At the beginning of each Martian day, called a sol, scientists on Earth upload an agenda to a Mars rover. This scientific schedule details nearly all of the rover's movements: roll forward so many meters, snap a photo, scoop a soil sample, run rudimentary tests on it and move on.
Even moving at light speed, instructions from Earth take about 20 minutes to reach the surface of Mars. This 40-minute round-trip makes real-time control of the rover impossible.
On Jupiter's moon Europa, where astrobiologists suspect extraterrestrial life could exist, the delay balloons to over 90 minutes.

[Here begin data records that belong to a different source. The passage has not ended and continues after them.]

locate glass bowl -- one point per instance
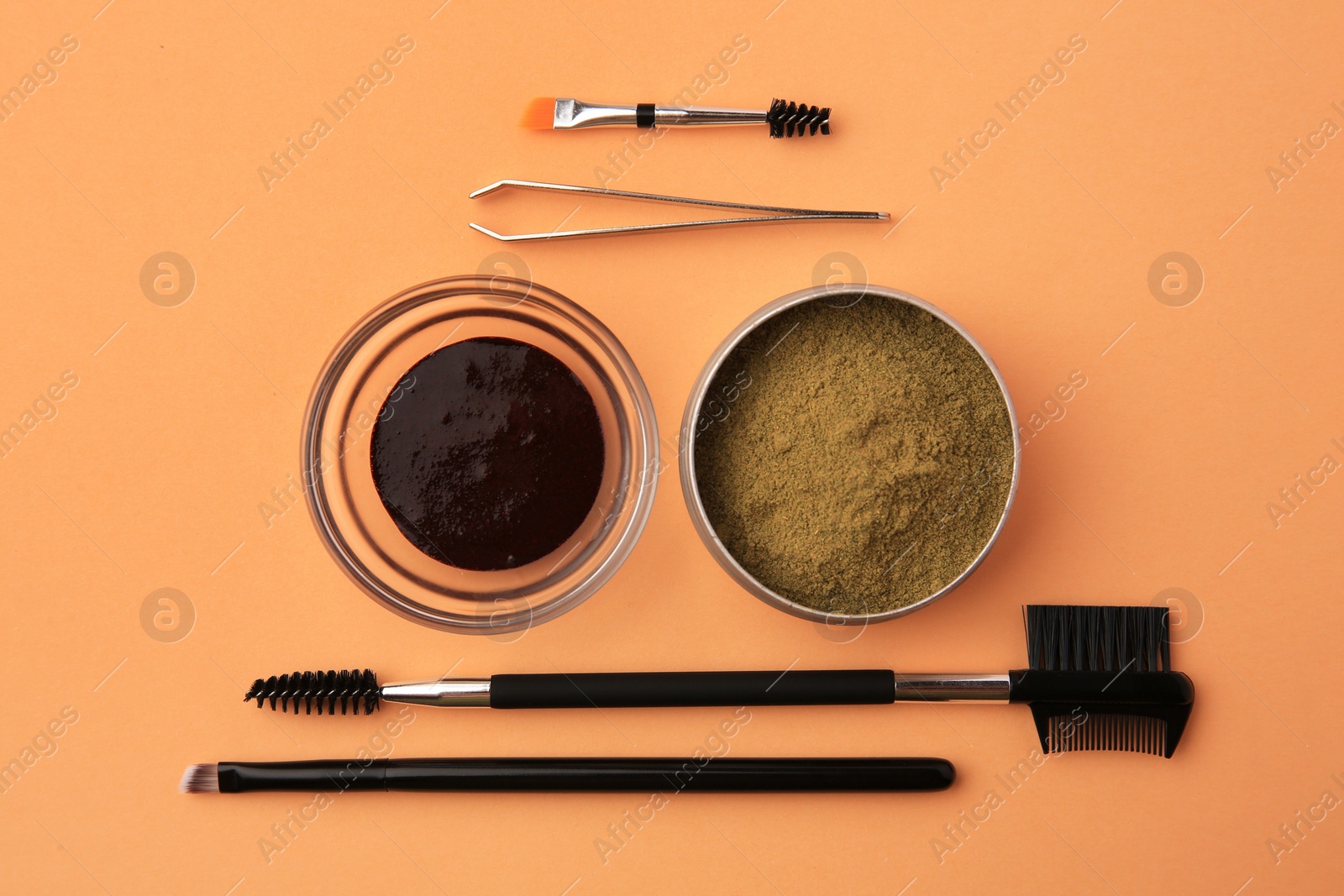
(702, 409)
(360, 382)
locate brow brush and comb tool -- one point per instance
(784, 118)
(1097, 678)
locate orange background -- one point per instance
(185, 419)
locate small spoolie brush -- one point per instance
(1097, 678)
(785, 118)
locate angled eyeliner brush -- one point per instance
(586, 775)
(1097, 678)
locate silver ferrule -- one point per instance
(706, 116)
(575, 113)
(445, 692)
(951, 685)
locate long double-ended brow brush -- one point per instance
(784, 118)
(1097, 678)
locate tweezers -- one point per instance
(783, 214)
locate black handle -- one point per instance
(692, 689)
(638, 775)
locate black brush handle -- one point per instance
(692, 689)
(638, 775)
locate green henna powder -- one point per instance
(853, 459)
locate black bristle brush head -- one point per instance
(324, 691)
(792, 118)
(1100, 678)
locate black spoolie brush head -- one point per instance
(323, 689)
(790, 118)
(1101, 679)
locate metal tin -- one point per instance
(687, 452)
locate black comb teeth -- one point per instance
(792, 118)
(1084, 638)
(1102, 679)
(347, 689)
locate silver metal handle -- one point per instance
(951, 685)
(445, 692)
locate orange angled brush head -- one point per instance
(539, 114)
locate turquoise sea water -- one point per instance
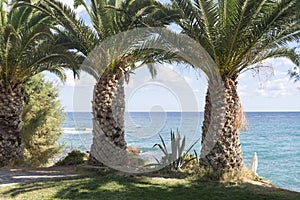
(275, 136)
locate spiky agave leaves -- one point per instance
(177, 158)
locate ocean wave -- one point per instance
(77, 130)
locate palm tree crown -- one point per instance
(239, 33)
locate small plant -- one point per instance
(177, 158)
(75, 157)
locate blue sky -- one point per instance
(180, 88)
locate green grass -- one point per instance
(114, 186)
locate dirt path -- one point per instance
(16, 176)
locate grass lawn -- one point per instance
(114, 186)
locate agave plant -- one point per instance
(177, 158)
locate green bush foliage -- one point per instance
(176, 159)
(42, 119)
(74, 157)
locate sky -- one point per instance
(181, 88)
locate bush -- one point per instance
(42, 119)
(75, 157)
(176, 159)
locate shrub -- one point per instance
(177, 159)
(42, 119)
(74, 157)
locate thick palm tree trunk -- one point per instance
(109, 143)
(221, 148)
(11, 108)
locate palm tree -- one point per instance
(108, 18)
(28, 47)
(237, 35)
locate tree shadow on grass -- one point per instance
(112, 186)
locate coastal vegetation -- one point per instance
(28, 47)
(106, 184)
(42, 122)
(48, 36)
(238, 35)
(108, 18)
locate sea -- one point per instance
(274, 136)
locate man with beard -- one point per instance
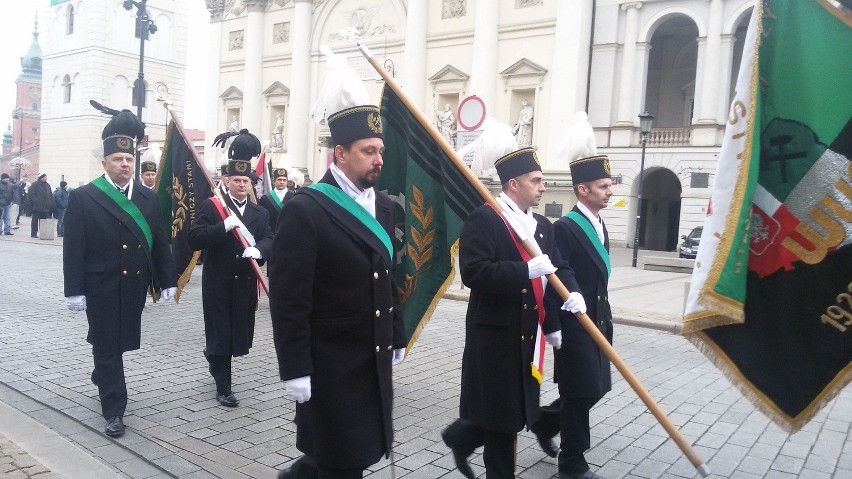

Mars-to-Earth communication costs precious power and trickles at a bandwidth of around 0.012 megabits per second - about 250 times slower than a 3G cellphone network.
Mars orbiters can help speed up the data transfer rate, though the satellites only orbit into correct alignment a few short minutes each day. Curiosity's constrained connection limits the number of Martian images it can send back to Earth.
"If the rover itself could prioritise what's scientifically important, it would suddenly have the capability to take more images than it knows it can send back. That goes hand in hand with its ability to discover new things that weren't anticipated," said Wagstaff.
When TextureCam's stereo cameras snap 3D images, a special processor separate from the rover's main computer analyses the pictures.
By recognising textures in the photos, the processor distinguishes between sand, rocks and sky. The processor then uses the size and distance to rocks in the picture to determine if any are scientifically important layered rocks.
The system's built-in processor avoids straining the rover's busy main processor. When TextureCam spots an interesting rock, it can either upload a high-resolution image back to Earth or send a message to the main processor to move towards the rock and take a sample.